In San Francisco, a Food Coworking Space Aims to Back Entrepreneurs

After their market was closed down for lack of a commercial kitchen, a group of foodies decided to Kickstart a community cooking space.

When Iso Rabins founded San Francisco’s Underground Market in 2009, he wanted to help informal food entrepreneurs—whether web designers or grandmothers, students or lawyers—share artisanal products with an audience beyond their friends and family.

The Underground Market was successful, drawing hundreds of vendors and tens of thousands of attendees and inspiring similar markets in cities across the U.S. But after just a few sessions, the market was shut down by the San Francisco Department of Public Health because most of the food was not produced in certified commercial kitchens, as city and state laws currently require.

With the market on permanent hiatus, Iso became even more determined to find a solution for entrepreneurs to make the transition from home cook to professional chef and business owner without the prohibitive costs and risks. In 2011, he started making plans to open the Forage Kitchen, an all-in-one space for food entrepreneurs—in effect, the first coworking space for food.

Like the Underground Market, the Forage Kitchen will be an incubator for small businesses—a place where entrepreneurs can produce their products legally and affordably, get advice and support from other business owners, and find new markets for their goods. Iso has turned to Kickstarter to secure additional funding for the space, raising one-fifth of his $150,000 goal since the campaign opened on May 15.

The widespread interest in the Kickstarter campaign and the Underground Market that preceded it point to a clear need for additional affordable commercial kitchen space in the Bay Area. Valerie Luu of Rice Paper Scissors, a Vietnamese street food popup and Underground Market veteran, says it would fill a necessary void. “The Forage Kitchen would provide a rare thing in this town where commissary kitchens are extremely scarce and over-booked, while the number of aspiring food entrepreneurs is growing,” she says.

Arguably even more important than kitchen space for young businesses is the community that will surround the Forage Kitchen. “The power of bringing people together for the sake of innovation, collaboration and learning is a clear benefit to aspiring business owners,” says Caleb Zigas, executive director of La Cocina, a San Francisco nonprofit business incubator that focuses on assisting low-income immigrant women formalize their food businesses.

Not only will business owners be able to exchange ideas, improve their products and gain access to new markets, they’ll have “an intentional community of food creatives who want to see each other do well,” Luu says. A community that wants to help your business grow and succeed isn't a part of most commercial kitchen spaces.

And the Forage Kitchen won’t be exclusively for food professionals. “It will be a space for all people who love food,” Iso says, offering workshops on everything from butchery to jam-making and hosting potlucks and events. It will have a café, a meat curing room, a beer brewing room, a rooftop garden, and hourly rentals of kitchen space and equipment—all available to the general public.
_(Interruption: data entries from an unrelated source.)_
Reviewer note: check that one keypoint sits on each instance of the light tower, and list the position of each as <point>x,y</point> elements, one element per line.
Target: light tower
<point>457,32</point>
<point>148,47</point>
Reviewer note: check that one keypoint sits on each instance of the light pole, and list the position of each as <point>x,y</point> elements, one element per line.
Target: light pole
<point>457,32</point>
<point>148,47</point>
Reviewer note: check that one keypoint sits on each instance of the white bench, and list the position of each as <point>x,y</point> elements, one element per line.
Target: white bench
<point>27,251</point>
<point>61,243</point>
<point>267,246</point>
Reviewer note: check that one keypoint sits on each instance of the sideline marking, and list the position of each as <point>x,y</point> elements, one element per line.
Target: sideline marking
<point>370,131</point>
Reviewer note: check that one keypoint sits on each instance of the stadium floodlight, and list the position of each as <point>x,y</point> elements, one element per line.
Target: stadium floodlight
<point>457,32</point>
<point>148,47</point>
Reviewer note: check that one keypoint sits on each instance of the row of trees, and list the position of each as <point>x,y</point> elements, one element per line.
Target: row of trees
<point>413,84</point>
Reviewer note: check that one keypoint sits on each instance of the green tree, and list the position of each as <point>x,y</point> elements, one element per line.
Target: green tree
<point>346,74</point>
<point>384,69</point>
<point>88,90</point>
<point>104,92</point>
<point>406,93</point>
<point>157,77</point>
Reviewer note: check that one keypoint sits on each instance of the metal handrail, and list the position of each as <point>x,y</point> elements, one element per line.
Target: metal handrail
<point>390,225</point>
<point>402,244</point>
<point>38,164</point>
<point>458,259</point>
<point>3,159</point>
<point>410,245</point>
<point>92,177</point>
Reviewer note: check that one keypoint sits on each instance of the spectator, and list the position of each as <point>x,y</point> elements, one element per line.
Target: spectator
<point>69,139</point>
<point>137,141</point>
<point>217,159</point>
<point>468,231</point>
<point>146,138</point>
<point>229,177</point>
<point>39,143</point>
The decision to open the space to the public is part of what makes the Forage Kitchen’s approach unique. Not only will this help strengthen the community around the 10 to 30 businesses that will call the Forage Kitchen home, it will provide additional revenue streams beyond commercial kitchen space rentals. This flexible and community-minded approach supports Iso’s goal of “creating a space that will be a vibrant part of the city’s landscape and support people trying to live their dreams.”

Though the scope of its services is unique, Forage Kitchen is part of a larger network of kitchens all across the US that are dedicated to supporting small food businesses. “There are now over 225 kitchens in the U.S. that offer short-term rentals and many are true incubators for start-ups with mentoring programs and classes just like La Cocina and the Forage Kitchen here in SF,” says Dave Stockdale, executive director of the Center for Urban Education about Sustainable Agriculture.

As part of the growing local food movement, these incubator kitchens are crucial to strengthening local economies. “The rise of the small-scale food entrepreneur has provided powerful indicators of a demand not only to share the food that people make but also to create new ways of making a living selling that food,” Zigas says.